Reflexões sobre o Júri por Walfredo Campos, Promotor de Justiça do MPSP
quarta-feira, 30 de junho de 2021, 15h46
Walfredo Cunha Campos, promotor de Justiça do Estado de São Paulo. Atualmente, ocupa a Promotoria do Júri da capital de São Paulo (Júri de Santo Amaro). Autor de Nos Tribunais do Júri e O Novo Júri Brasileiro.

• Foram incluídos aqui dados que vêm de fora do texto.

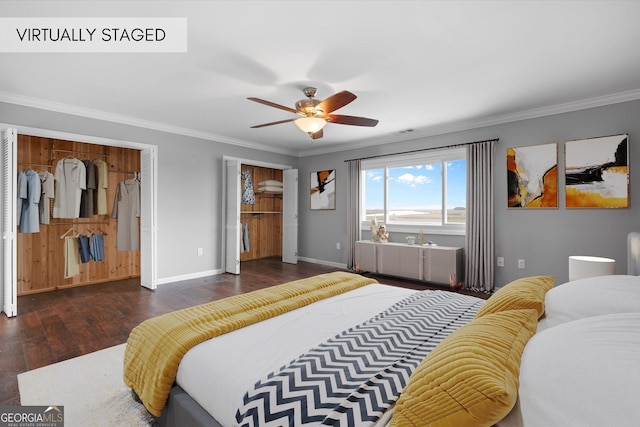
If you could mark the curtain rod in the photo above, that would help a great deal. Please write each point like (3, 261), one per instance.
(424, 149)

Veiculado no site Genjuridico.com.br
Foro privilegiado e julgamento pelo Júri
Pelo princípio da igualdade (art. 5º, caput, da Constituição Federal), todos os acusados da prática de um crime doloso contra a vida deveriam ser julgados pelo Júri, juiz natural de tais delitos (art. 5º, XXXVIII, d, da CF).
Mas aquelas autoridades que ocupem um cargo ou função pública de especial relevância, mesmo que pratiquem um crime doloso contra a vida, poderão ser julgados pelos Tribunais, e não pelo Júri, desde que a Constituição preveja expressamente essa competência originária.
É o chamado foro privilegiado ou foro por prerrogativa de função.
Na Ação Penal 937, o Supremo Tribunal Federal estabeleceu que, quanto aos deputados federais e senadores- que possuem a prerrogativa de serem julgados perante o próprio Supremo, só se fixará essa competência se o crime eventualmente praticado pelo parlamentar tiver sido cometido após a diplomação e se relacionar com o exercício do mandato.
Como normalmente o homicídio não se vincula ao exercício do mandato, o deputado federal (e estadual também), e o senador serão julgados pelo Júri, e não pelo Supremo, se cometerem um crime doloso contra a vida.
E quanto ás demais autoridades que também são detentoras do chamado foro privilegiado previsto na Constituição serão julgadas pelo Júri ou pelos Tribunais superiores?
No caso das demais autoridades, como promotores, juízes, desembargadores, diplomatas, e outros, se cometerem um crime doloso contra a vida, serão julgados pela instância superior, e não pelo Tribunal do Júri, uma vez que o Supremo, quando decidiu restringir o foro por prerrogativa de função, tratou apenas dos deputados federais e dos senadores (e não daqueles que exerçam outras funções públicas).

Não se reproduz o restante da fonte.